GRUB 2 was unable to find the grub folder or its contents are missing/corrupted. The grub folder contains the GRUB 2 menu, modules and stored environmental data. This should not happen very often. Simply reboot the VM from https://cloud.ibm.com.
RHCOS Ignition stalls with "version mismatch"
The version of RHCOS you are booting up with on cluster nodes cannot handle what the OCP build/version is serving as config for cluster nodes. Make sure they match at least the major and minor versions (eg. 4.5) in your var.tfvars
file.
Error about auth key/token
Error: Error occured while fetching the auth key for power iaas: "Post https://iam.cloud.ibm.com/identity/token: dial tcp: lookup iam.cloud.ibm.com on 192.168.2.1:53: read udp 192.168.2.25:49597->192.168.2.1:53: i/o timeout"
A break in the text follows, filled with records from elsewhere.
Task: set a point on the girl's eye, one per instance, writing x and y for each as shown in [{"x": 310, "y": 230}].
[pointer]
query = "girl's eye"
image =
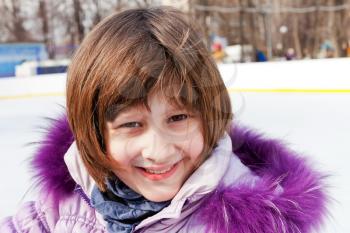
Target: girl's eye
[
  {"x": 179, "y": 117},
  {"x": 131, "y": 125}
]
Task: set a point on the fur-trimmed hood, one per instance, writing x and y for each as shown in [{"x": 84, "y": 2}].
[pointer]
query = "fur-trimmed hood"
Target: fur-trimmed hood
[{"x": 300, "y": 206}]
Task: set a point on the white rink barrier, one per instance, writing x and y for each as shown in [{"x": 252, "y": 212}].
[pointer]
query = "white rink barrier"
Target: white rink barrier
[{"x": 324, "y": 75}]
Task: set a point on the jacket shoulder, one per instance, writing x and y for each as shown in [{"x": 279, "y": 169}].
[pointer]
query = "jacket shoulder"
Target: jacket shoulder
[
  {"x": 71, "y": 214},
  {"x": 29, "y": 218}
]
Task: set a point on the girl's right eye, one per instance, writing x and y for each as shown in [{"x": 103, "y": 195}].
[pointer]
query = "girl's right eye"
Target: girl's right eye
[{"x": 131, "y": 125}]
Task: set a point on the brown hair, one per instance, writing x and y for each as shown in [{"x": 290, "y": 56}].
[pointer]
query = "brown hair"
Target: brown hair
[{"x": 126, "y": 57}]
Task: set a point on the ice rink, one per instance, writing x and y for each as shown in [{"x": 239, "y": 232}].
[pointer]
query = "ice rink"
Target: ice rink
[{"x": 306, "y": 104}]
You may occasionally get this error upon terraform apply
runs. One thing you can try is to regenerate IBM Cloud API key and rerun with it. See: https://cloud.ibm.com/docs/account?topic=account-userapikey
Image Registry not coming up
Toward the end of deploying a cluster or even after your terraform apply
appears to complete happily, you might find your image-registry
operator not AVAILABLE. Digging in, if you find the registry-pvc
PersistentVolumeClaim stuck in Pending state, while nfs-client-provisioner
pod appears to be Running fine, it may be the case where the backing NFS share is read-only, and thus PVCs can't be fulfilled. Check the directory ownership and permission of /export
on your bastion node. It has to be owned by "nobody" and world writeable. Use below commands as necessary;
# chown nobody:nobody /export
# chmod 777 /export
# exportfs -r
Note: allow a few minutes to sort all things out after these commands.
Problems on a Running Cluster
Need to add more CPU/Memory to Node
Go to https://cloud.ibm.com, then to your PowerVS service instance, find your VM that backs the cluster Node (eg. myocp-worker-0), click to open up the details page, then "Edit details," update the CPU/Memory with new values, and Save. You should get "Edit successful" message, and your OCP cluster should recognize the change and start showing in Compute section of Web Console. If something fails along the way, try "OS Shutdown" action, edit CPU/Memory as necessary while in "Shutoff" state, and restart the VM.